Throughout the Coronavirus pandemic, the Senedd has led the way in innovation to ensure the people of Wales continue to be represented by their elected members, and that government is still subject to robust scrutiny.
From developing its own voting app for Members, to being the first UK legislature to hold virtual Plenary meetings, it has sought new solutions to the unprecedented challenges facing the Welsh Parliament.
When lockdown hit, the Senedd adapted quickly. It was the first UK parliament to hold a virtual Plenary meeting on 1 April with its first live-streamed session a week later.
Linking Members from all corners of the country was the first hurdle. Careful thought was needed to ensure seamless running of proceedings which would allow each Member the opportunity to speak in whichever language they chose.
Thorough testing was carried out of various platforms and applications to develop a system to support a bilingual audio feed in English or Welsh, allowing Members to contribute, and for viewers to watch, in which ever language they choose, and which allows the contributors to move smoothly from one language to the other without impacting on the flow of proceedings.
This has prompted many public and private organisations to approach the Senedd Commission for advice and guidance on conducting their own bilingual meetings.
The same technology was applied to Senedd committee meetings, with the Welsh Youth Parliament also using the system to meet with the First Minister, Mark Drakeford MS, and Welsh Government ministers.
With the easing of lockdown restrictions came the move to a hybrid Plenary model, allowing 20 Members to meet safely in the Siambr in the Senedd building and the remaining 40 to join online.
While block voting for Members had been used initially, new technology was introduced to allow each Member to vote individually on important legislation and regulations.
A voting app was developed uniquely by the Senedd’s expert IT staff with software designed by the in-house app development team. After an extensive trial period involving thousands of simulated votes, it was used for the first-time during Plenary on 8 July.
Since adopting these new developments, the Senedd has been sharing its experience and knowledge with other legislatures, including the UK Parliament, Scottish Parliament and as far afield as Australia, New Zealand and Canada.
Llywydd of the Senedd, Elin Jones MS, said:
The Senedd has always developed and adopted new technology to match the expectations of a modern society, and to ensure people understand and can help to shape the work being carried out on their behalf.
I am proud of what our in-house ICT team and partners have achieved under very difficult circumstances, enabling the Senedd to continue holding the Welsh Government to account by scrutinising the decisions ministers have taken during this pandemic
The new challenge of combining virtual and the physical presence of Members under strict social distancing rules during the hybrid Plenary required developing new approaches which integrated two separate technology systems to maintain the order of proceedings.
Manon Antoniazzi, Chief Executive and Clerk of the Senedd said:
At each stage we have worked hard to ensure the integrity of Senedd proceedings so that both Members and the people of Wales can be sure every step taken conforms to our high standards and the values and principles which guide the institution.
We needed a system Members could easily access, which was reliable and secure, and which allowed proceedings to flow as smoothly as possible.
The feedback we have had from Members and the public has been overwhelmingly positive and there is much we can take from these experiences to help shape how the Senedd, and other parliaments, can work in the future.
Developing an app to allows MSs’ to vote individually on important issues including legislation, changes to regulations and debates from wherever they are, electronically, has been an important step.
Mark Neilson, Head of ICT and Broadcasting said:
Like many organisations around the world, the Coronavirus lockdown has presented a number of challenges to overcome.
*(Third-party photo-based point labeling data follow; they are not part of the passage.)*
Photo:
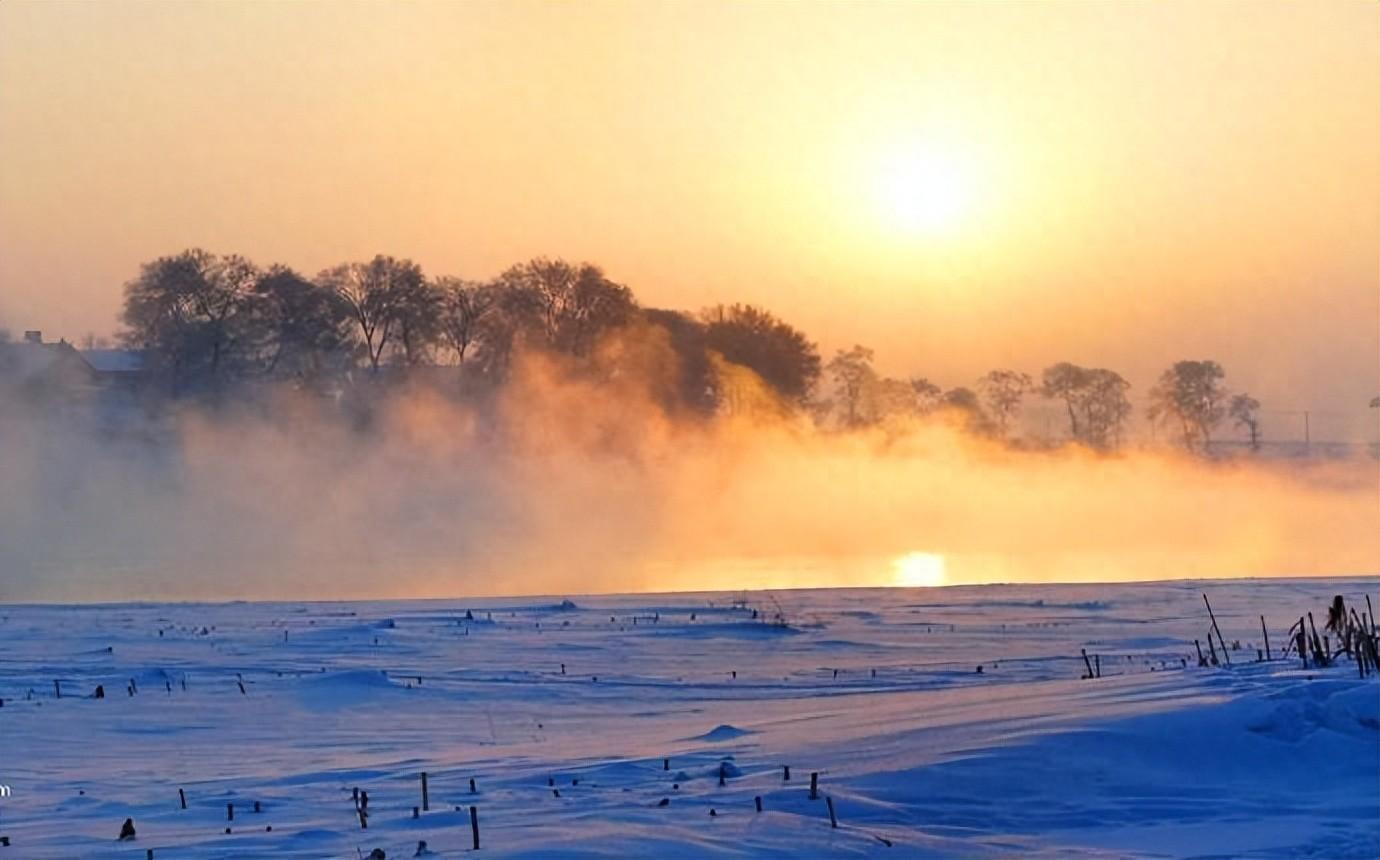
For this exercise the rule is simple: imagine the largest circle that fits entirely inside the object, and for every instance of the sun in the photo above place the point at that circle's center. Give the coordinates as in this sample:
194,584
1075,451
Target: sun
923,188
918,570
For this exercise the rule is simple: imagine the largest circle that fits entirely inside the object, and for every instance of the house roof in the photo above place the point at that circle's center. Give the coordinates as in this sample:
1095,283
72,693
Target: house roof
26,359
115,360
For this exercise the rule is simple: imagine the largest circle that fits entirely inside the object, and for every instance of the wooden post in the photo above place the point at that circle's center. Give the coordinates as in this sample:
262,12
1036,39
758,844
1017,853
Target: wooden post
1319,655
1220,638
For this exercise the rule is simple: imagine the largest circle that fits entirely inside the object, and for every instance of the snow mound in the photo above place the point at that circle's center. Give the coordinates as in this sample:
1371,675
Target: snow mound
722,733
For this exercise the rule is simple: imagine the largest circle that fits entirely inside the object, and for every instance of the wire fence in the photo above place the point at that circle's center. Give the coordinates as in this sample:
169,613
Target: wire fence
1299,432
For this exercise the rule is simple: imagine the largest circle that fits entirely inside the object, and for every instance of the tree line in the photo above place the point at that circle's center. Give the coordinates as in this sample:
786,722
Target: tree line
210,323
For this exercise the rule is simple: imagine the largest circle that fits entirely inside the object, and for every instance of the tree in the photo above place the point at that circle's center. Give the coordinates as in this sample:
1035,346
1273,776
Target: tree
853,377
1003,391
1193,395
382,297
563,307
1245,414
963,403
192,314
462,309
784,359
302,326
1095,399
696,384
928,395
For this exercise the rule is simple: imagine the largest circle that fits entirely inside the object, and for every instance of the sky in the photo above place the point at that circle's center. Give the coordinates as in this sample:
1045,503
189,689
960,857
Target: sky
959,187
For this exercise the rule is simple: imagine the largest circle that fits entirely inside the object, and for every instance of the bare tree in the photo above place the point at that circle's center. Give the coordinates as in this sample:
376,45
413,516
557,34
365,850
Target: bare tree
1003,391
1245,413
1095,399
302,326
853,377
377,294
1193,395
462,309
563,307
781,355
192,314
928,395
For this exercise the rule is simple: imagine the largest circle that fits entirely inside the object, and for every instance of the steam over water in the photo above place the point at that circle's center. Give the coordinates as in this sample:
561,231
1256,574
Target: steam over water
565,485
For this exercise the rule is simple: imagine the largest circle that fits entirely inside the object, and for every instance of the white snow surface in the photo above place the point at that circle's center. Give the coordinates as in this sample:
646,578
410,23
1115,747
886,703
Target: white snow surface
875,690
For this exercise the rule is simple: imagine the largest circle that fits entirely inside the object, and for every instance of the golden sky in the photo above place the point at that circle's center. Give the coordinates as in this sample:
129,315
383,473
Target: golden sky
1118,184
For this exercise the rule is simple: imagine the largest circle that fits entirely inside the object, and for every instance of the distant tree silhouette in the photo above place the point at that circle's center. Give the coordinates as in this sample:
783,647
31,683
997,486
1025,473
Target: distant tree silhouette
380,296
968,407
418,320
1095,399
192,314
853,381
461,311
301,326
1191,395
1245,413
687,338
1002,392
783,356
560,307
928,395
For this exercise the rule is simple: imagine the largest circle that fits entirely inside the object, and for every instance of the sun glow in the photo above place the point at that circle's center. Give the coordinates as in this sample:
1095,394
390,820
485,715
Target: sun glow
918,570
926,188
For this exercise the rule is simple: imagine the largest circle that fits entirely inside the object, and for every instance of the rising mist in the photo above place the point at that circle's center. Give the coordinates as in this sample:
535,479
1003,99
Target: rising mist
567,481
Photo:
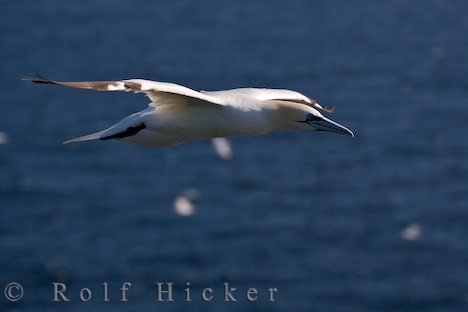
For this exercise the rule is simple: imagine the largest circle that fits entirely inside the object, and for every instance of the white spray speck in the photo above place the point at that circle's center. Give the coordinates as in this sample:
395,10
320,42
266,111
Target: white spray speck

But it has also accelerated testing and experimenting of systems and tools which, under normal circumstances, may have taken years to come to fruition.
Developing the right services to enable the Senedd to meet, first virtually, and then in a hybrid way, and ensuring they attain our high standards for reliability and security has been a challenge.
In developing the voting app, of paramount importance was reliability and security, which is why we worked with the UK National Cyber Security Centre early on to mitigate the possibility of outside interference with Senedd proceedings.
The Senedd will continue to meet in a hybrid format while continually assessing the potential for relaxing restrictions in accordance with advice from the Welsh Government, Public Health Wales and other partner organisations.